User Information Needs vs. User Effects
Mapping what users want – and what gets in the way

We learned from user research that news reports often overlook the information people actually want to know. The list that follows was developed during the modular journalism project, based on research conducted by Il Sole 24 Ore, Deutsche Welle, the Maharat Foundation, and Clwstwr (Shirish Kulkarni).
It's a working list–not definitive or particularly original–but its application in modular frameworks and agentic AI pipelines might be.
It is also immediately evident how many of these information needs align with frameworks of transparent and inclusive journalism. The Trust Project, for example, highlights several of these in its Trust Indicators, especially Journalist Expertise and Methods.
Information needs' is also a term used by Outlier Media and its focus on addressing information gaps in the community. Although we are using the term in a different context with a focus on the components of the news discourse, the goal of public interest journalism is similar, as is that of solutions journalism.

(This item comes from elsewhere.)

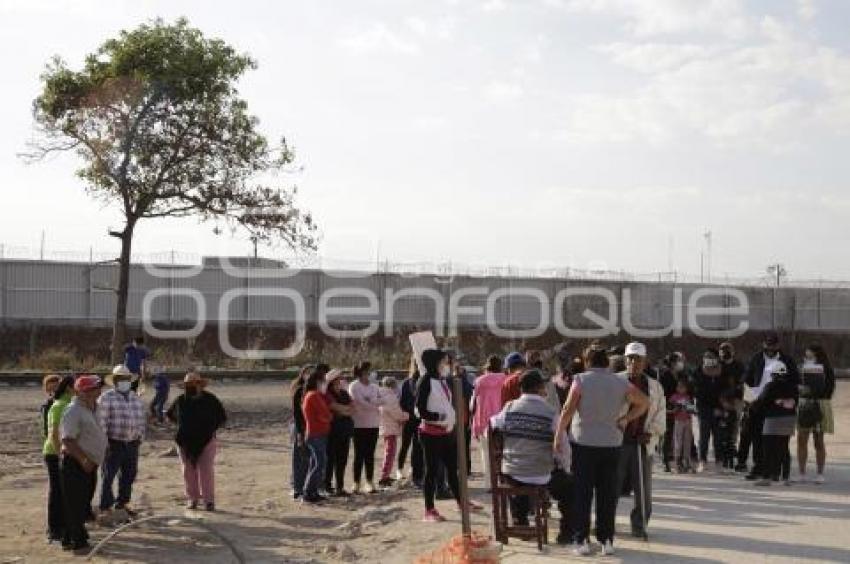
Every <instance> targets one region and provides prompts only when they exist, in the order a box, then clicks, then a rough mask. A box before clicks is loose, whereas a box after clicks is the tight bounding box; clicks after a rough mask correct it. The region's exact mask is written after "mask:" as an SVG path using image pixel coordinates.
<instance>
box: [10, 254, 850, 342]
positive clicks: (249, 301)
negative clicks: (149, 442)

The list of user effects might also be described as bad habits in reporting–or, in some cases, as markers of unethical behavior. We chose to define them within the logic of modularity, to flag portions of text that offer users no functional value, even when they appear deliberately crafted to mislead or manipulate. Our focus isn't a philosophical beef over journalistic ethics – we're here to identify and remove effects that undermine user value.
This is, of course, just a partial list–and one that will grow and gain specificity over time.
User Information Needs
User research has shown that news reports sometimes overlook the very information people want addressed. Building on the original taxonomy from the Modular Journalism 1.0 project, we've added a second batch of categories to improve both categorization and entity recognition.
Our user information needs are organized into that taxonomy, and I'm currently grading each need on a relevance scale. This evaluation will be based on AI agents' performance in recognizing patterns across diverse news artifacts and will be incorporated into their training process.
User Effects
User Effects highlight portions of text that offer users no functional value and are an essential component of the generation pipeline. Effects are grouped by rhetorical category, and each category is characterized by specific cues.
Each user effect is paired with a counterpoint–an editorial antidote rooted in the user's informational need. These antidotes help guide rewrites that restore the story's utility and transparency, particularly in modular content workflows.
The taxonomy should be considered fluid, but it's immediately clear how this structure–its clarity and weighting–is important for prompt design.
Agents connect to both the needs and effects endpoints via the Modular API.
This taxonomy is versioned 2.1 and will evolve based on research and editorial testing.